FBI: United States and State of Florida File Complaint Against Defunct For-Profit College Chain and Its President for False Claims Act Violations

Career College Central Summary:

  • The United States and State of Florida have brought a civil complaint against FastTrain II Corp., a private, for-profit chain of schools that was based in Miami, Florida and was doing business as FastTrain College and Alejandro (Alex) Amor, 56, of Coral Gables, who was FastTrain’s owner, president and Chief Executive Officer. The case arises from false statements and claims that FastTrain and Amor presented to, or caused to be presented to, the United States and Florida, in violation of the federal False Claims Act, the Florida False Claims Act and common law.
  • Wifredo A. Ferrer, United States Attorney for the Southern District of Florida, Pam Bondi, Florida Attorney General, Yessyka Santana, Special Agent in Charge, U.S. Department of Education Office of Inspector General’s (ED OIG) Southeastern Regional Office, George L. Piro, Special Agent in Charge, Federal Bureau of Investigations (FBI), Miami Field Office, made the announcement. On October 2, 2014, U.S. Attorney Ferrer announced that Amor and other individuals associated with FastTrain were charged in a fifteen count indictment with conspiracy to steal government funds, in violation of Title 18, United States Code, Section 371, and theft of government funds, in violation of Title 18, United States Code, Section 641.
  • At its peak, FastTrain operated seven Florida campuses in Miami-Dade, Broward, Hillsborough, Pinellas and Duval counties.
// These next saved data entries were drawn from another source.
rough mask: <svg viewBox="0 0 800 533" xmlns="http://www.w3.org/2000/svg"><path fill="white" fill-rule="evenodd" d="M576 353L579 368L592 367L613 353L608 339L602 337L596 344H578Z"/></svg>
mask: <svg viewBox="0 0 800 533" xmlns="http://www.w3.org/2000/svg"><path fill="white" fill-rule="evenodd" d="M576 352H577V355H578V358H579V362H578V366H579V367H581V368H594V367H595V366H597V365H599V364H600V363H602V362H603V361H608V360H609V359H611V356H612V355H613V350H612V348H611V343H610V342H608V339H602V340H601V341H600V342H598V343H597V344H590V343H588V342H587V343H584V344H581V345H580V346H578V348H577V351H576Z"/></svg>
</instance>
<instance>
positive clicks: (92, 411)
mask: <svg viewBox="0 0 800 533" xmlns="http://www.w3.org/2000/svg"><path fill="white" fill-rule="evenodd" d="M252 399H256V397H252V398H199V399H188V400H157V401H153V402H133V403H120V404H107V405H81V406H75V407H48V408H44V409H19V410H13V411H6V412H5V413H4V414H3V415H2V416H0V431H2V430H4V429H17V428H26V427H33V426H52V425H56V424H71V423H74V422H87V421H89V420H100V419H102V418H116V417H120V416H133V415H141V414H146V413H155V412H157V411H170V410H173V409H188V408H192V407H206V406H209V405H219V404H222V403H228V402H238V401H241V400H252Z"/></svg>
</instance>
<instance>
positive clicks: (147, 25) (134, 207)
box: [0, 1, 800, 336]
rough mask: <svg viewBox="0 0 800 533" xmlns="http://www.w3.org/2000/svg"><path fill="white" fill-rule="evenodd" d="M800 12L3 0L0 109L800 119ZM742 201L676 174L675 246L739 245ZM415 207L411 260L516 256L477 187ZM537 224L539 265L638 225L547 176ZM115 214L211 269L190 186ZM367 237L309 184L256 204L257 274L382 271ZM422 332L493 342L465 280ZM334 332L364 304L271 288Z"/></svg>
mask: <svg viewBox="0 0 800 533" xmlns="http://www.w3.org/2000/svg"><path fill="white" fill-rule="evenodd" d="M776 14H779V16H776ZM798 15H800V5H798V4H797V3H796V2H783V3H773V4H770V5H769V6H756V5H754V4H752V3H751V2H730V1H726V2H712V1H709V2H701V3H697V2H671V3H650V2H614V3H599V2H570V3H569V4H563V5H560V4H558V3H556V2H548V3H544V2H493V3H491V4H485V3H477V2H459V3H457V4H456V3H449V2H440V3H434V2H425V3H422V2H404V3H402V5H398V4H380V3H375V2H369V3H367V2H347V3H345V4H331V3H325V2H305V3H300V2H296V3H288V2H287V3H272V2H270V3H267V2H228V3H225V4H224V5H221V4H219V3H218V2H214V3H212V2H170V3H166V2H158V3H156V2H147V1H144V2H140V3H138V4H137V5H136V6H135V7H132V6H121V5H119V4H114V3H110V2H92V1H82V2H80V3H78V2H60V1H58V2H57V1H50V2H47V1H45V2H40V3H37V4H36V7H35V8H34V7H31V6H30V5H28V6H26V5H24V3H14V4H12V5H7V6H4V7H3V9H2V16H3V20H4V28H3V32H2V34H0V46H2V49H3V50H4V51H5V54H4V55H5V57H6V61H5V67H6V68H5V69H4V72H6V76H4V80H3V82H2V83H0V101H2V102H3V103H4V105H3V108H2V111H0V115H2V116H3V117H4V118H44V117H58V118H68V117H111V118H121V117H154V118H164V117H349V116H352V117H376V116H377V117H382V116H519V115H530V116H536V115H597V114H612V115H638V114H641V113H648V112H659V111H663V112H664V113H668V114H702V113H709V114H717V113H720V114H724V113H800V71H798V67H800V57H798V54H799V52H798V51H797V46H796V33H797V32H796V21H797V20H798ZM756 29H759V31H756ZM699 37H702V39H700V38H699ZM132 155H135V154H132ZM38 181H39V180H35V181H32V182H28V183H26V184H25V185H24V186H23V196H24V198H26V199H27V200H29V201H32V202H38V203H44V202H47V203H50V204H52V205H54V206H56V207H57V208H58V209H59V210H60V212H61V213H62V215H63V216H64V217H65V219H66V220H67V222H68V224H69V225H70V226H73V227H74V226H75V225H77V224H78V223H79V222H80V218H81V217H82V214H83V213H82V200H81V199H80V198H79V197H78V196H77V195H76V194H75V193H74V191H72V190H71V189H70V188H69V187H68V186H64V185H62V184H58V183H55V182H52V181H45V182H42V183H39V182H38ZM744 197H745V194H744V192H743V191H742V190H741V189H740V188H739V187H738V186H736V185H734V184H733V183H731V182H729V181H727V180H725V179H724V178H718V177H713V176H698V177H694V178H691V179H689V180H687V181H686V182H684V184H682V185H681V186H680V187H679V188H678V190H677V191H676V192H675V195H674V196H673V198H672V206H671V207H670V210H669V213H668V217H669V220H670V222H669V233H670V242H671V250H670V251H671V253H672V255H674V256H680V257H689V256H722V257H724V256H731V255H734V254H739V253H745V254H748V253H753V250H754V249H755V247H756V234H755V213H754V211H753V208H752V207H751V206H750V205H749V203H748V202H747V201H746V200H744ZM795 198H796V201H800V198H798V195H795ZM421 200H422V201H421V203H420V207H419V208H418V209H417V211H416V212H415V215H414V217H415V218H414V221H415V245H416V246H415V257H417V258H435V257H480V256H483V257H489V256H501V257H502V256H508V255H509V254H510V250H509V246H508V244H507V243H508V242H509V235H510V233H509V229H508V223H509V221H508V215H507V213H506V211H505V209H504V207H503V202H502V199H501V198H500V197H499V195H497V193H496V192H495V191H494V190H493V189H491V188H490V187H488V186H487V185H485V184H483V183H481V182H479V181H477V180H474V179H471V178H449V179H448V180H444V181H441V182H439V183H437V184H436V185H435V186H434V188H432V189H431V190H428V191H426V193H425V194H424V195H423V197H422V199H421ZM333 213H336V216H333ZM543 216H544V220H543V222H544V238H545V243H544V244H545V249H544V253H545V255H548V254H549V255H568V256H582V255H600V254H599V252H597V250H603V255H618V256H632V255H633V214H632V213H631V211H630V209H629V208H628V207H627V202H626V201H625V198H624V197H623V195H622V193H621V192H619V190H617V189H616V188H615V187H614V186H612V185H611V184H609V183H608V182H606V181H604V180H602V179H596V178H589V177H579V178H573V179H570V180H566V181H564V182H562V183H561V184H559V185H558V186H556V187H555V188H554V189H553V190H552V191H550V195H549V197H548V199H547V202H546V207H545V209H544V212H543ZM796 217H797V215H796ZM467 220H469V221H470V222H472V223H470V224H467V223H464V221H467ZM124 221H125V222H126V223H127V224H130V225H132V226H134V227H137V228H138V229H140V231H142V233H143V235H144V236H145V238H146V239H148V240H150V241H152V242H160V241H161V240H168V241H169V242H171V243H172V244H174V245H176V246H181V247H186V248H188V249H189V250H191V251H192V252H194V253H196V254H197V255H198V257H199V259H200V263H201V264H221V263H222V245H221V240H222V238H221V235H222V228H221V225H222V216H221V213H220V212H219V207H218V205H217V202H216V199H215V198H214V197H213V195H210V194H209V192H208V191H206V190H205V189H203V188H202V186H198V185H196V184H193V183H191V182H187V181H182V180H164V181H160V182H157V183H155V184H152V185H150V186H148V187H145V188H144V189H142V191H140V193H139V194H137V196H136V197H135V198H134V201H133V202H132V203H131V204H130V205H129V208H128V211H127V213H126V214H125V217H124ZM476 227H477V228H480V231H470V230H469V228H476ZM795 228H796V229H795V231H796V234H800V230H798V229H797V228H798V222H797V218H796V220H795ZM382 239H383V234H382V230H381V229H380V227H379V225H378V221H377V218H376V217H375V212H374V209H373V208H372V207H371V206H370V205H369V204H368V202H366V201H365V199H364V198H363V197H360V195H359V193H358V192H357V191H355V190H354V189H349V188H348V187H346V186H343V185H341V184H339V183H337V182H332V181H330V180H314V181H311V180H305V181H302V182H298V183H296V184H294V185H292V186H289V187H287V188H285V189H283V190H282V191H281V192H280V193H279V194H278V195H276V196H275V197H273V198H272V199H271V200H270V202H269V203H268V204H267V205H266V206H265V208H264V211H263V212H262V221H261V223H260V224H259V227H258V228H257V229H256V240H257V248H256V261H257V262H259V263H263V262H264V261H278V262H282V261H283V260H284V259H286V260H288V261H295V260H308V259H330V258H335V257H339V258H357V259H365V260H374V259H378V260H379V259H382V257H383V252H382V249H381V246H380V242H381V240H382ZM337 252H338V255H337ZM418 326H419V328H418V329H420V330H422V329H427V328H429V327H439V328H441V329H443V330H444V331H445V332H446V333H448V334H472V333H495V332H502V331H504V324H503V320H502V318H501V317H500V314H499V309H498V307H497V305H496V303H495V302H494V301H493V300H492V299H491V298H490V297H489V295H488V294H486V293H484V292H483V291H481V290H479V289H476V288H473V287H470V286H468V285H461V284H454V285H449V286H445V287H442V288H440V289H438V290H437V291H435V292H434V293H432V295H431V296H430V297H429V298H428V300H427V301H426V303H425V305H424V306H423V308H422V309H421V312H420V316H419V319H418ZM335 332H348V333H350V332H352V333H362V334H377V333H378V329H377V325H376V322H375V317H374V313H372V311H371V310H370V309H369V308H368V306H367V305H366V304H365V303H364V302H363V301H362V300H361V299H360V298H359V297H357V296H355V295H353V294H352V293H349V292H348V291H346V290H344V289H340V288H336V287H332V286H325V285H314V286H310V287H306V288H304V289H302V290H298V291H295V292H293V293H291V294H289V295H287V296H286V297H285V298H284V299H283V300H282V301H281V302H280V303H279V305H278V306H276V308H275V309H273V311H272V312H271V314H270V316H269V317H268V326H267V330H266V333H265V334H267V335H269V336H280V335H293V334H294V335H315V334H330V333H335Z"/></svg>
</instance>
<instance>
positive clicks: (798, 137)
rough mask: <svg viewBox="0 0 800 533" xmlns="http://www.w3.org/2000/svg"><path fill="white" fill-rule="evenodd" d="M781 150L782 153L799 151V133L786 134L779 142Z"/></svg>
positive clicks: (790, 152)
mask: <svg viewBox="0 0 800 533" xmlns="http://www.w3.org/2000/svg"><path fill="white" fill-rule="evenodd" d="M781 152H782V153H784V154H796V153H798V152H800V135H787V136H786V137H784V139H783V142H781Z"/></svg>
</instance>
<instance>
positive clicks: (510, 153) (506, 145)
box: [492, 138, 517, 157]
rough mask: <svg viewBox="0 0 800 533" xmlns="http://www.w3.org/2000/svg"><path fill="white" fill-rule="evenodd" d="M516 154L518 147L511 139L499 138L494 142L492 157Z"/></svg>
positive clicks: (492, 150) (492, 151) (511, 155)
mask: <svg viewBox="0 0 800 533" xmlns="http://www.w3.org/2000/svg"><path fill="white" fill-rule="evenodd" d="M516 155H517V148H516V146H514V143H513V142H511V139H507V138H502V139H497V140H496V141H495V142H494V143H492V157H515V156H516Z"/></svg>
The governments’ complaint in the civil case alleges that from at least January 1, 2009 through June 22, 2012, when FastTrain closed, FastTrain and Amor knowingly submitted, or caused to be submitted, numerous false claims for payment to the U.S. Department of Education (ED) arising from their fraudulent course of conduct in order to participate in the federal student aid programs authorized pursuant to Title IV of the Higher Education Act of 1965 (“HEA”), as amended, 20 U.S.C. §§ 1070 et seq. (“Title IV, HEA Programs”). The Title IV, HEA programs, which are administered by ED, provide students with financial aid in the form of, among other things, Federal Pell Grants, Federal Direct Loans, and formerly, loans guaranteed by the federal government.
  • According to the governments’ complaint:

    • FastTrain submitted and/or caused to be submitted false information relating to the eligibility of students to receive Title IV, HEA program assistance, by providing false documentation showing that students had high school diplomas or its recognized equivalent, when they did not. Some FastTrain admissions personnel coached certain prospective ineligible students to lie on Free Application for Federal Student Aid (“FAFSA”) documentation in order for FastTrain to secure more federal funding for students than the students were eligible to receive.
    • As a result of the fraudulent scheme and its false representations of Title IV eligibility, FastTrain received millions of dollars of Title IV financial aid that it otherwise would not have received but for its conduct.
    • As alleged in the governments’ complaint, the United States sustained damages for over $4,340,000.00 in student loans ($4,021,321.00 in FDL Program and $320,925.00 in disbursed FFEL Program loans). In addition, the United States has sustained damages through Federal Pell Grants obtained through FastTrain’s fraudulent activities in the amount of $2,212,904.00.